US-Botschafter in Israel beriet mit Scharon

Unterdessen ist der US-Botschafter in Israel, Martin Indyk, am Dienstagmorgen mit Ministerpräsident Ariel Scharon zusammengekommen, um die Umsetzung des Mitchell-Berichts zu beraten. Auch ein Treffen mit Palästinenser-Präsident Jassir Arafat sei geplant, hieß es. Nach dem am Vortag vorgestellten Bericht haben die Einstellung aller Gewaltakte sowie die Bildung von Vertrauen zwischen den Konfliktparteien höchste Priorität. Die USA unterstützen den Bericht, der auch von Israel und den Palästinensern akzeptiert wurde.

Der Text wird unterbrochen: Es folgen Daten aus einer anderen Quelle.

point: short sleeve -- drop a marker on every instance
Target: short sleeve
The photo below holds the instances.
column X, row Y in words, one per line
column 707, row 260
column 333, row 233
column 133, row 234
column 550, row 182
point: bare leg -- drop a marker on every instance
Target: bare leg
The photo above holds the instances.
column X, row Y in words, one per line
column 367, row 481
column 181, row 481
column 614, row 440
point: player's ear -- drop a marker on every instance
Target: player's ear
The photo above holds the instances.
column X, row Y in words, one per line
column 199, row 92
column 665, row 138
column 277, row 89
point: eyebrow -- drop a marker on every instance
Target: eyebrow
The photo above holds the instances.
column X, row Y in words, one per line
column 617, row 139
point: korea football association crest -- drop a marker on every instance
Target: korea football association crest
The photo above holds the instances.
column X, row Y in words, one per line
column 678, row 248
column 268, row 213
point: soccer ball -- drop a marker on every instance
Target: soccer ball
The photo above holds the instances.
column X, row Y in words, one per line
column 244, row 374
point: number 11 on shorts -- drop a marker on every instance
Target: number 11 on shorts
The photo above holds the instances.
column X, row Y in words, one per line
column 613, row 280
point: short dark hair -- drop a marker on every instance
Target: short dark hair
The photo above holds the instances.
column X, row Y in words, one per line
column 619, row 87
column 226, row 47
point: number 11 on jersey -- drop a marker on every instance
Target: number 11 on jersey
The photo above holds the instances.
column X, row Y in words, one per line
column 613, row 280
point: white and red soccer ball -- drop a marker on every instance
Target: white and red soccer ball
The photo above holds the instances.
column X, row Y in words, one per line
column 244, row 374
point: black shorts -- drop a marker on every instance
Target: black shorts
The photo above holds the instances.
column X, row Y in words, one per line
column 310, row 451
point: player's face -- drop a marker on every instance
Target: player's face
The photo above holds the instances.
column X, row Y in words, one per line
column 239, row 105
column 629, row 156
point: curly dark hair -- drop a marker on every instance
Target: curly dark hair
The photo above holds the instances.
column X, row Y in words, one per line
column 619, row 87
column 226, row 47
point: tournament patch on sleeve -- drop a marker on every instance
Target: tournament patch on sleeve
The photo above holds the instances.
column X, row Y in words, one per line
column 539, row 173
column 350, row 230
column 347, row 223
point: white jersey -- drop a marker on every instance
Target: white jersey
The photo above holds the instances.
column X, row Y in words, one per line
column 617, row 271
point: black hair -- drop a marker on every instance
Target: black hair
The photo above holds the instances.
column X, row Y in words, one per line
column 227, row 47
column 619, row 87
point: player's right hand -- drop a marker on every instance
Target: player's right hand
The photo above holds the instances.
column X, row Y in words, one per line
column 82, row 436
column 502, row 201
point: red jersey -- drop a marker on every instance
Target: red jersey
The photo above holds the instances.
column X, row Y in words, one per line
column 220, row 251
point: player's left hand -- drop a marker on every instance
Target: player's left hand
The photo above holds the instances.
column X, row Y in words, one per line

US-Außenminister Colin Powell ernannte den US-Botschafter in Jordanien, William Burns, zu seinem Sondervermittler in Nahost. Powell sagte in Washington, Burns solle Israel und den Palästinensern helfen, ein Ende der Gewalt zu erreichen. Ein persönliches Engagement kündigte Powell indes nicht an. Jetzt müssten die führenden Politiker in der Region zeigen, dass sie die Signale der Mitchell-Kommission verstanden hätten, sagte er.

Über deren Möglichkeiten und Weitsicht äußerte sich der frühere israelische Justizminister Jossi Beilin skeptisch. Arafat entgleite zunehmend die Kontrolle, sagte er in einem Interview der "Süddeutschen Zeitung", das am Dienstag veröffentlicht wurde: "Arafat weiß selbst schon gar nicht mehr, wie viel Kontrolle er tatsächlich noch hat". Ministerpräsident Scharon wende die Taktik aus seiner Vergangenheit an - die militärische Gewalt. "Ihm ist eines nicht klar: Die Palästinenser sind hier, und wir sind hier, keiner von beiden wird die Region verlassen", sagte Beilin.

Scharon lehnt Gipfel-Treffen ab

Ein Sprecher Scharons lehnte ein von Arafat gefordertes Gipfel-Treffen ab. Bevor Gespräche stattfinden könnten, müsse erst die Gewalt beendet werden. Aus Scharons Umgebung verlautete, der Ministerpräsident wolle eine zweimonatige Beruhigungsphase, in der deutlich werde, ob die Palästinenser ihre Gewaltakte einstellten. Erst dann könne von Vertrauensbildung gesprochen werden, hieß es.

Die Palästinenser werfen ihrerseits Israel vor, die Gewalt zu provozieren. Dazu gehöre auch der Siedlungsbau in den Palästinenser-Gebieten. Israel hat einen Baustopp für neue Siedlungen zugesagt, will aber am Ausbau der bestehenden Siedlungen entsprechend ihres "natürlichen Wachstums" festhalten.